On March 24, 1997, further modifications to the Vaccine Injury Table took effect that include addition of brachial neuritis and removal of encephalopathy for tetanus-containing vaccines, addition of thrombocytopenia and vaccine-strain measles virus infection, removal of residual seizure disorder for measles-containing vaccines, and addition of vaccine-strain poliovirus infection for live polio virus vaccine. Modifications also include the addition of three new vaccines: hepatitis B, Haemophilus influenzae type b, and varicella. Coverage for the three new vaccines went into effect August 6, 1997. The Rule also provides for "automatic " addition of future vaccines recommended by CDC for routine administration to children, although injuries for such vaccines will be specified only after additional rulemaking. All other Table changes become effective for all claims filed on or after March 24.
Rotavirus vaccine was added for coverage, effective October 22, 1998. On May 22, 2001, the Secretary published a notice in the Federal Register announcing the addition of pneumococcal conjugate vaccines to the Vaccine Injury Table under Category XIII with an effective date of December 18, 1999. (66 Fed. Reg. 28166-01 (May 22, 2001)). Category XIII is the general category reserved for new vaccines that qualify for coverage under the VICP. Because this category is general, it does not specifically include reference to pneumococcal conjugate vaccines. The Secretary plans on including pneumococcal conjugate vaccines as a separate and distinct category on the Vaccine Injury Table through the rulemaking process, in order to comply with legal requirements. For the purpose of potential petitioners filing claims concerning pneumococcal conjugate vaccines, however, this category of vaccines is now covered by the VICP (under the Table's broad Category XIII).

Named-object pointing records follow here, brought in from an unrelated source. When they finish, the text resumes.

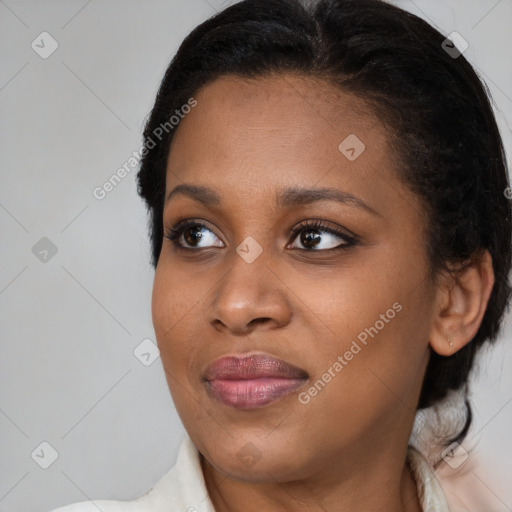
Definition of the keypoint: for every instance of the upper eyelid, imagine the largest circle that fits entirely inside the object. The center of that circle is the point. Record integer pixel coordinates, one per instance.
(320, 224)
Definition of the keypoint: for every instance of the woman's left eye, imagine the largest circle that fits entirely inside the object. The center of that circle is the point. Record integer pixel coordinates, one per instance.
(316, 237)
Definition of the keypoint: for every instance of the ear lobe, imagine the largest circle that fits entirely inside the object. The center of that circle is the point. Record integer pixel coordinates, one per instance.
(462, 298)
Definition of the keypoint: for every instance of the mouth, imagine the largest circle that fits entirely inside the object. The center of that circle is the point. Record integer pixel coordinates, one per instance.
(252, 381)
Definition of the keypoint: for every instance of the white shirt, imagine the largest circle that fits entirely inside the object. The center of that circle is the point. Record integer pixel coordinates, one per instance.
(183, 489)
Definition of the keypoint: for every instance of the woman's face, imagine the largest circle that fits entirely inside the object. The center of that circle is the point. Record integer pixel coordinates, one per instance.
(293, 321)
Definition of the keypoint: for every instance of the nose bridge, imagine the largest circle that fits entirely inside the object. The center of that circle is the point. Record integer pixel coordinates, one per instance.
(249, 291)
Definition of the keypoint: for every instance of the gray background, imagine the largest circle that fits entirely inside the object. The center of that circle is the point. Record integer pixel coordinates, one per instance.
(69, 325)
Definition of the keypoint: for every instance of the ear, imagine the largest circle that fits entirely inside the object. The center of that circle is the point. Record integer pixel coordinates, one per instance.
(461, 300)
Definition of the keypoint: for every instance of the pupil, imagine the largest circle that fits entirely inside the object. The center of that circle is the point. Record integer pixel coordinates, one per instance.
(193, 235)
(310, 239)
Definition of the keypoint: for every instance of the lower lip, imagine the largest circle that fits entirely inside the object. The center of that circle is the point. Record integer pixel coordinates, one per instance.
(252, 393)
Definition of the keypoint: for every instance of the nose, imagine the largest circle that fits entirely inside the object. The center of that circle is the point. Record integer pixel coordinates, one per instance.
(250, 296)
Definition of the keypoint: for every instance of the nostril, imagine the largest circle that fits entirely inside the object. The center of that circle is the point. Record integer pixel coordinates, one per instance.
(257, 321)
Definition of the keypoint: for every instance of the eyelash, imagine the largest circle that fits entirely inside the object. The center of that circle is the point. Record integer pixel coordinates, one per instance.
(173, 233)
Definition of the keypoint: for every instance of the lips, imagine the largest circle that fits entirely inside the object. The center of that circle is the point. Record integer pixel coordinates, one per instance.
(248, 382)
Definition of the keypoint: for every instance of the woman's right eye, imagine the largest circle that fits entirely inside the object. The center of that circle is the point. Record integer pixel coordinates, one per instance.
(191, 235)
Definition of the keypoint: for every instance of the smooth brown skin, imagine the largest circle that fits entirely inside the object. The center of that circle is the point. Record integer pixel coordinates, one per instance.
(346, 449)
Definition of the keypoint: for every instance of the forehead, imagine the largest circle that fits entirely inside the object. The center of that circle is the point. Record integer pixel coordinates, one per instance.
(285, 124)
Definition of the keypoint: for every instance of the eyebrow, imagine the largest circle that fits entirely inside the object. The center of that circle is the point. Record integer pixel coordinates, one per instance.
(286, 198)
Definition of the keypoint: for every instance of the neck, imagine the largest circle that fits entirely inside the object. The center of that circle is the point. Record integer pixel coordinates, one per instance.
(384, 485)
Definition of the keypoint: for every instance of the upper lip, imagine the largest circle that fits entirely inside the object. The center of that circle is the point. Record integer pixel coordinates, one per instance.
(254, 366)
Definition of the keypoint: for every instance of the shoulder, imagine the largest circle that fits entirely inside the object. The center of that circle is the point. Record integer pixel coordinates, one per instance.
(182, 488)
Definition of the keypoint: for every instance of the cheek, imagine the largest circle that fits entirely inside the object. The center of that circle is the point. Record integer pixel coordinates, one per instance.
(173, 302)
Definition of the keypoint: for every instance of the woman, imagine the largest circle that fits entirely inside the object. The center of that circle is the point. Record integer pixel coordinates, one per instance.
(331, 237)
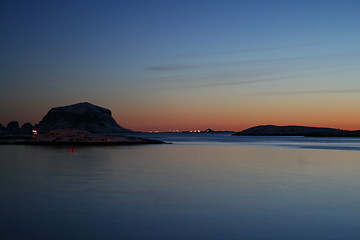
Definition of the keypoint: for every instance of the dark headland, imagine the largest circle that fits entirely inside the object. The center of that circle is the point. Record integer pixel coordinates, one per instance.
(272, 130)
(77, 124)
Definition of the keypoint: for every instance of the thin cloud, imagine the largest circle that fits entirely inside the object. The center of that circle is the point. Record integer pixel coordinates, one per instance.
(248, 50)
(171, 67)
(301, 92)
(184, 67)
(220, 84)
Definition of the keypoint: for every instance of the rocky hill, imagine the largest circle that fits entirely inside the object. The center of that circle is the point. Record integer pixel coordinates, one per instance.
(81, 116)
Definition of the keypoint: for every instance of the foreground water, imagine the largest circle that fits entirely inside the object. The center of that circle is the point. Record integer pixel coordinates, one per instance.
(212, 186)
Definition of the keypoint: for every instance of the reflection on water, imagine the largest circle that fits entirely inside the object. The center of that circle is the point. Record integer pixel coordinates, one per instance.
(179, 191)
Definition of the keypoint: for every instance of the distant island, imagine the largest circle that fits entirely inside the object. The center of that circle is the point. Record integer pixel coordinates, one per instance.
(272, 130)
(77, 124)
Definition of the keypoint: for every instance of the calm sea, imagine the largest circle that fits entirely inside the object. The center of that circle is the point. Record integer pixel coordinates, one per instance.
(203, 186)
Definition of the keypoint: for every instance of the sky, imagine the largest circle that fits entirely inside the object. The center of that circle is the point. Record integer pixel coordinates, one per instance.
(185, 65)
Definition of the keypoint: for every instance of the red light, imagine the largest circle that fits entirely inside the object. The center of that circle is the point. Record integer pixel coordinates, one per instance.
(72, 150)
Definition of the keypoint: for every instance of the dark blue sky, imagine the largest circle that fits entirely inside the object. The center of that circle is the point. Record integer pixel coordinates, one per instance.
(165, 60)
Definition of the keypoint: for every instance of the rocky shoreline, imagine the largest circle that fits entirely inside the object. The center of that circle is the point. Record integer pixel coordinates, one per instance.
(74, 137)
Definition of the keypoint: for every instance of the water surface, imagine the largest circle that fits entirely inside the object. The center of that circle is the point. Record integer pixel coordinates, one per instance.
(269, 188)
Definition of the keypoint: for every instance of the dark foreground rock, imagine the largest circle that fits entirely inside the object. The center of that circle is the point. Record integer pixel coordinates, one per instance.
(81, 116)
(77, 137)
(271, 130)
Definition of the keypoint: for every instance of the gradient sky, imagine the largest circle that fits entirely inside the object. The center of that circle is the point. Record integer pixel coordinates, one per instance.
(161, 65)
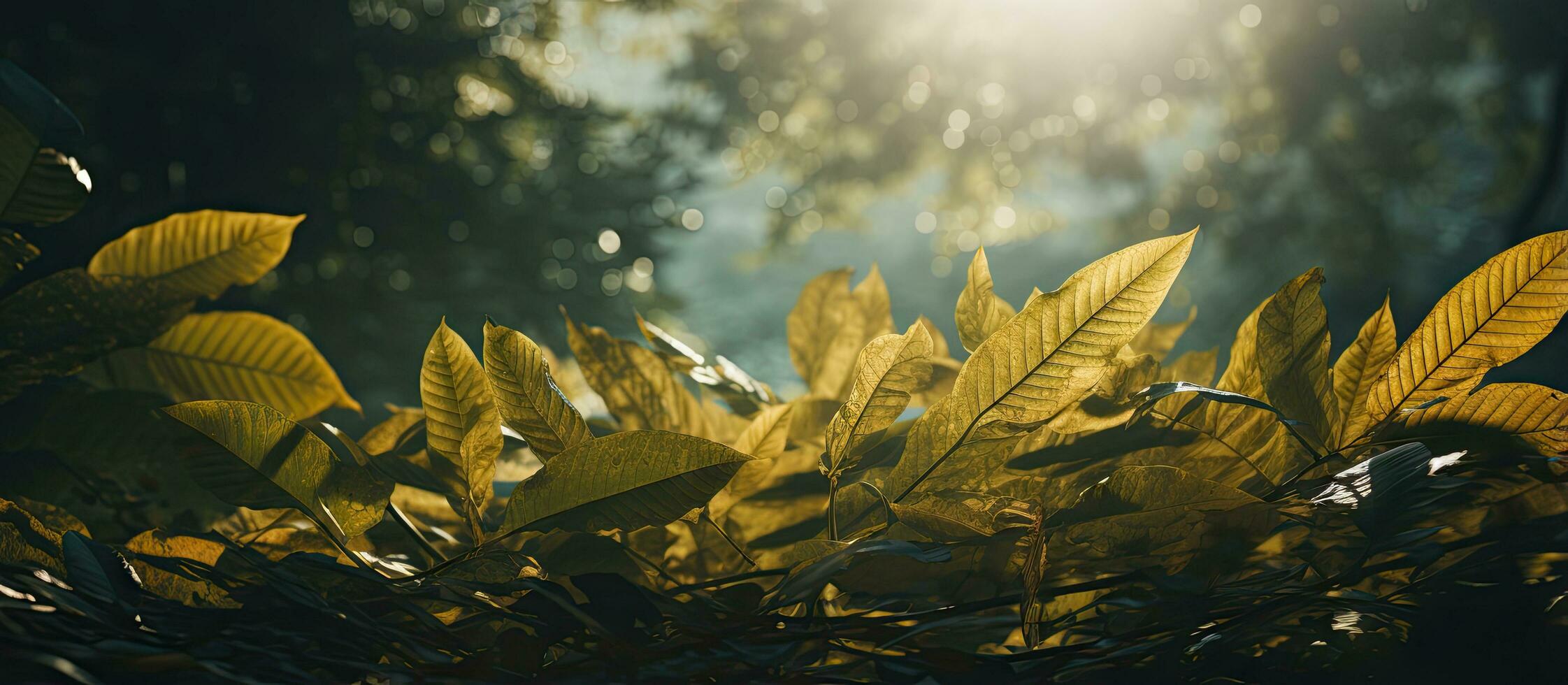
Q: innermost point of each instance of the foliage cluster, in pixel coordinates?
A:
(1065, 500)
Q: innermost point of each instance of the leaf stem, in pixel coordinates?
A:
(728, 538)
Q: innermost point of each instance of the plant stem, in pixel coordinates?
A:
(413, 532)
(731, 541)
(833, 508)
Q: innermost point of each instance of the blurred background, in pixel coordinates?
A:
(698, 160)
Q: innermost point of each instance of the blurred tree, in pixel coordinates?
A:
(444, 164)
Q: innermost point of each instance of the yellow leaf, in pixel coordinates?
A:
(201, 253)
(831, 324)
(635, 383)
(1043, 359)
(173, 585)
(1197, 367)
(1492, 317)
(237, 356)
(1293, 356)
(980, 311)
(1109, 403)
(526, 394)
(623, 482)
(886, 372)
(461, 424)
(767, 435)
(1231, 444)
(1358, 369)
(24, 540)
(1534, 412)
(1158, 339)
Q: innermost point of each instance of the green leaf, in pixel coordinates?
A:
(38, 184)
(526, 394)
(623, 482)
(259, 458)
(1488, 319)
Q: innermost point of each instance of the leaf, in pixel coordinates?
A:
(980, 311)
(38, 184)
(199, 253)
(461, 424)
(944, 369)
(239, 356)
(15, 253)
(526, 394)
(171, 585)
(1197, 366)
(1492, 317)
(55, 325)
(764, 440)
(1228, 444)
(623, 482)
(52, 190)
(949, 516)
(1159, 391)
(1358, 369)
(831, 324)
(1293, 356)
(1532, 412)
(1112, 400)
(1153, 516)
(889, 369)
(635, 383)
(24, 540)
(259, 458)
(1043, 359)
(742, 392)
(1159, 339)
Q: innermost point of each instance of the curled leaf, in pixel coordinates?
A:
(980, 311)
(526, 394)
(1488, 319)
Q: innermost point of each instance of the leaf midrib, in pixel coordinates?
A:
(1014, 388)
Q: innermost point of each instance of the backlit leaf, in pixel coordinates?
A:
(1159, 339)
(239, 356)
(526, 394)
(1534, 412)
(1293, 356)
(831, 324)
(635, 383)
(259, 458)
(461, 424)
(980, 311)
(199, 253)
(1043, 359)
(889, 369)
(1151, 516)
(1358, 369)
(1493, 315)
(623, 482)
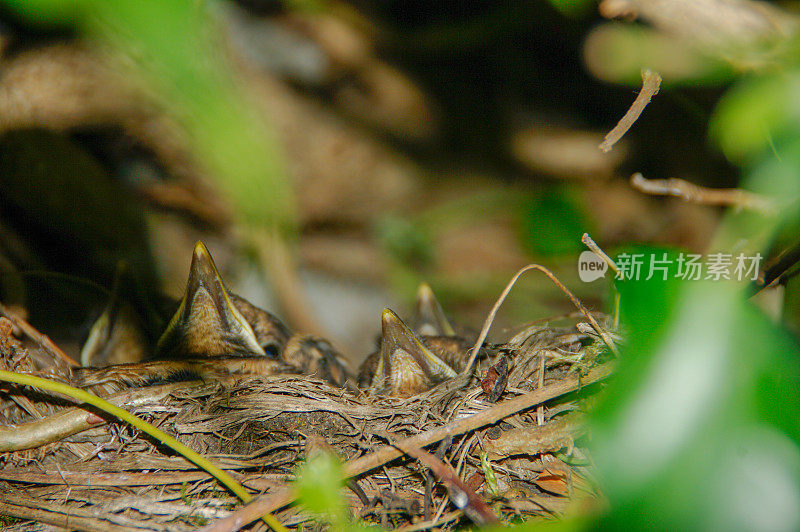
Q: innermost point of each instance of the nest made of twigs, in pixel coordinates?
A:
(518, 454)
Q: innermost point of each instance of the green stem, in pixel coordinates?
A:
(199, 460)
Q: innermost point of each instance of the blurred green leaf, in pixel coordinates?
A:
(687, 428)
(755, 113)
(170, 46)
(618, 53)
(319, 482)
(406, 241)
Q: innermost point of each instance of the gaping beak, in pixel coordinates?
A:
(207, 323)
(429, 318)
(406, 366)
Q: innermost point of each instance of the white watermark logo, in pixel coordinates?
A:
(591, 267)
(685, 266)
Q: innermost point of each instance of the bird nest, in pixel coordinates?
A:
(504, 443)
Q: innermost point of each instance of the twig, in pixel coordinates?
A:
(286, 496)
(651, 82)
(591, 244)
(690, 192)
(38, 337)
(77, 419)
(433, 523)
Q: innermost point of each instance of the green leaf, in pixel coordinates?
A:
(699, 428)
(554, 221)
(319, 482)
(618, 53)
(573, 7)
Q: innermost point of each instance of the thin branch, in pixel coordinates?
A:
(255, 509)
(651, 82)
(692, 193)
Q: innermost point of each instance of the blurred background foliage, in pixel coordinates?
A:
(357, 148)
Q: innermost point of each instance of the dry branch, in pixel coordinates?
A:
(651, 82)
(273, 502)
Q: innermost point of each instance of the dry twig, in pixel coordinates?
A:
(651, 82)
(690, 192)
(286, 496)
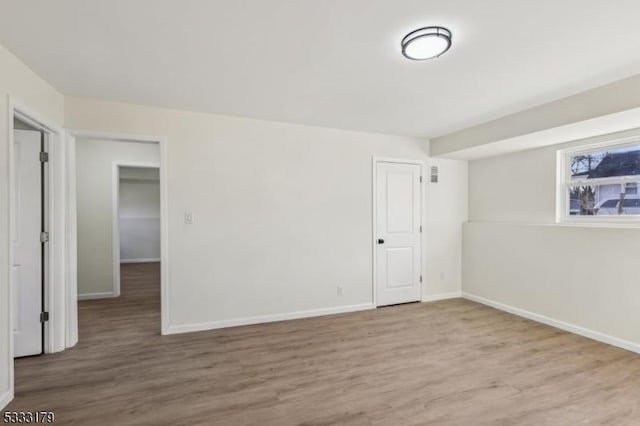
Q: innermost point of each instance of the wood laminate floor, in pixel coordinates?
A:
(446, 363)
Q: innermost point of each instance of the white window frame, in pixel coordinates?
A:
(564, 183)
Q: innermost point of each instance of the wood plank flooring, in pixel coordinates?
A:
(445, 363)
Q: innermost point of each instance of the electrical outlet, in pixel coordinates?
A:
(188, 218)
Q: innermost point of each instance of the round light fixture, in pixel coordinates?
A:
(426, 43)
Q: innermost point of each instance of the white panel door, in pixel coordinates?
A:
(398, 247)
(27, 267)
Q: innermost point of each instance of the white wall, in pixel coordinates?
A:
(612, 98)
(94, 182)
(139, 214)
(20, 82)
(515, 255)
(282, 212)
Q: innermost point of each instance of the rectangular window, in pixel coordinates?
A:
(600, 183)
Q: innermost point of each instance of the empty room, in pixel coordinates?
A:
(338, 212)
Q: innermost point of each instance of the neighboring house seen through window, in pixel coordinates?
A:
(601, 183)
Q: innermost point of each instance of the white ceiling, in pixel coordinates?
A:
(333, 63)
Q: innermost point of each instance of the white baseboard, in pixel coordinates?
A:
(6, 398)
(143, 260)
(442, 296)
(89, 296)
(595, 335)
(176, 329)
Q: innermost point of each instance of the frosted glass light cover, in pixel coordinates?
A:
(426, 43)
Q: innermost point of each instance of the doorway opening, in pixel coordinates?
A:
(119, 204)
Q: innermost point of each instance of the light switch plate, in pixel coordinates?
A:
(188, 218)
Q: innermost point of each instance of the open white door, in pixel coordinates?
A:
(398, 239)
(27, 267)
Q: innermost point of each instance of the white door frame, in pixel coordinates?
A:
(72, 134)
(374, 240)
(115, 219)
(55, 252)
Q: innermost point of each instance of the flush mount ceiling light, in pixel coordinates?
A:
(426, 43)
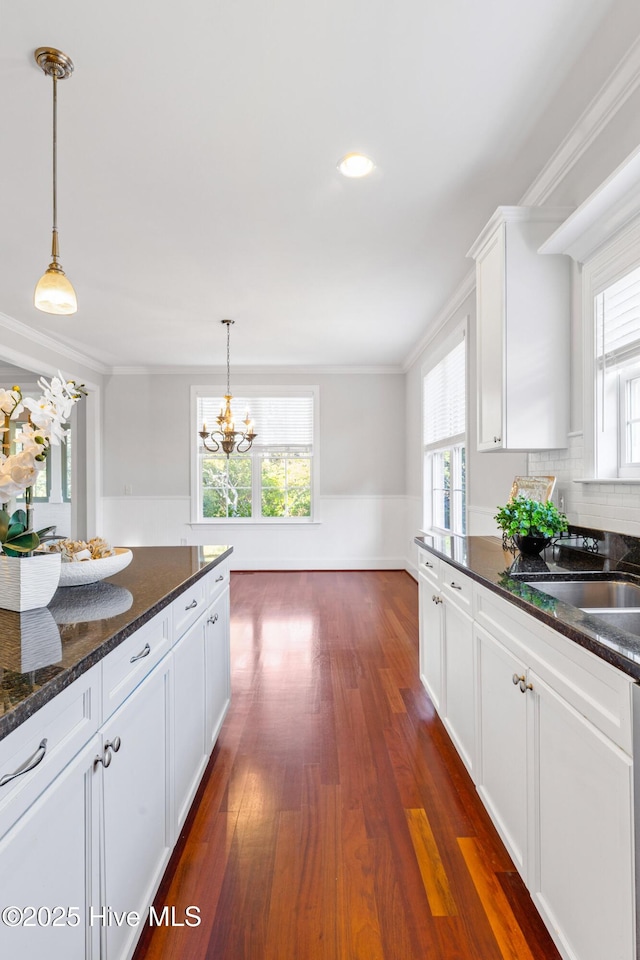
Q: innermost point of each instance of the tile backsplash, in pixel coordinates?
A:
(610, 505)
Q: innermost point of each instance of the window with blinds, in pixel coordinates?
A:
(444, 430)
(618, 321)
(617, 348)
(273, 480)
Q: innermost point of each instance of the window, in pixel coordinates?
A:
(275, 479)
(444, 419)
(617, 388)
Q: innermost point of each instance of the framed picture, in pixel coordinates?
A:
(534, 488)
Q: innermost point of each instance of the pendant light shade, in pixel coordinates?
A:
(54, 292)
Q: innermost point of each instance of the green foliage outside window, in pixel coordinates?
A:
(285, 486)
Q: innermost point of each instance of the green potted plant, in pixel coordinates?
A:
(531, 524)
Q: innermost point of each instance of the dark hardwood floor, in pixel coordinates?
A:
(335, 820)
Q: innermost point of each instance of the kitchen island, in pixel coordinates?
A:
(113, 698)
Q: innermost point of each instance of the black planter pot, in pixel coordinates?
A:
(531, 546)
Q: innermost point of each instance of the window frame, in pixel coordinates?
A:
(458, 519)
(612, 261)
(218, 388)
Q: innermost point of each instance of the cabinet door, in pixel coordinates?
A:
(218, 679)
(502, 755)
(137, 835)
(431, 642)
(47, 861)
(459, 673)
(189, 690)
(491, 292)
(584, 838)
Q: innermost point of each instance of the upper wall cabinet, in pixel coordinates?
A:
(522, 333)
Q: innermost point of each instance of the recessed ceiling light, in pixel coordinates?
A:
(355, 165)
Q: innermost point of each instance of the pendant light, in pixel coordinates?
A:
(54, 293)
(225, 435)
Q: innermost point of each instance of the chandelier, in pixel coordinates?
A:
(54, 292)
(225, 435)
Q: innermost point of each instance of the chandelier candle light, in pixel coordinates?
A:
(225, 436)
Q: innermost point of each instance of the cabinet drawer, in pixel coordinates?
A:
(188, 607)
(45, 743)
(216, 581)
(457, 587)
(429, 565)
(126, 666)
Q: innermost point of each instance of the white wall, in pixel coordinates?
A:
(361, 511)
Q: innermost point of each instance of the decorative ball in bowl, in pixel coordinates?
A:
(78, 572)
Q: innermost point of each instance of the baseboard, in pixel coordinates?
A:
(313, 563)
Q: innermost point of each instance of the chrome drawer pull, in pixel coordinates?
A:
(146, 650)
(29, 764)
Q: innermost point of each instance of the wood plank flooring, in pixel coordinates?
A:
(335, 820)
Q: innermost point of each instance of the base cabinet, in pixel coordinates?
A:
(583, 834)
(502, 754)
(89, 827)
(431, 640)
(49, 862)
(137, 837)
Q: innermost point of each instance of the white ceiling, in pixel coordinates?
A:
(197, 178)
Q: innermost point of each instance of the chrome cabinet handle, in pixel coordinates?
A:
(29, 764)
(146, 650)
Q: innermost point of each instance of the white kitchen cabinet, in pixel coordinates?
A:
(502, 747)
(459, 680)
(522, 332)
(136, 815)
(217, 667)
(47, 861)
(430, 628)
(583, 832)
(190, 748)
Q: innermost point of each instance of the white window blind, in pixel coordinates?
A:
(445, 397)
(284, 422)
(618, 320)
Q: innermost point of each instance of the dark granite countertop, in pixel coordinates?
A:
(594, 552)
(43, 651)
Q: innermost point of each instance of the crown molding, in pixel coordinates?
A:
(252, 371)
(614, 93)
(43, 340)
(453, 304)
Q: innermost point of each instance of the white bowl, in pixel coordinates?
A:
(76, 572)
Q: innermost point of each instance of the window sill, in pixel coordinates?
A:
(249, 521)
(627, 480)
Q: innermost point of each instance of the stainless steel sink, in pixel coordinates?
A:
(591, 594)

What documentation are vaccine administrators required to keep?
The National Childhood Vaccine Injury Act requires that the date of administration; vaccine manufacturer; lot number; and name, address, and title of the health care provider be recorded in the patient's permanent medical record.
What adverse events are health care providers required to report?
The Vaccine Adverse Events Reporting System (VAERS), operated by the Food and Drug Administration (FDA) and the CDC, should be notified of any adverse event by completing a VAERS reporting form. The following events are required to be reported:
a. Any event set forth in the Vaccine Injury Table that occurs within the time period specified, or within 7 days if that is longer.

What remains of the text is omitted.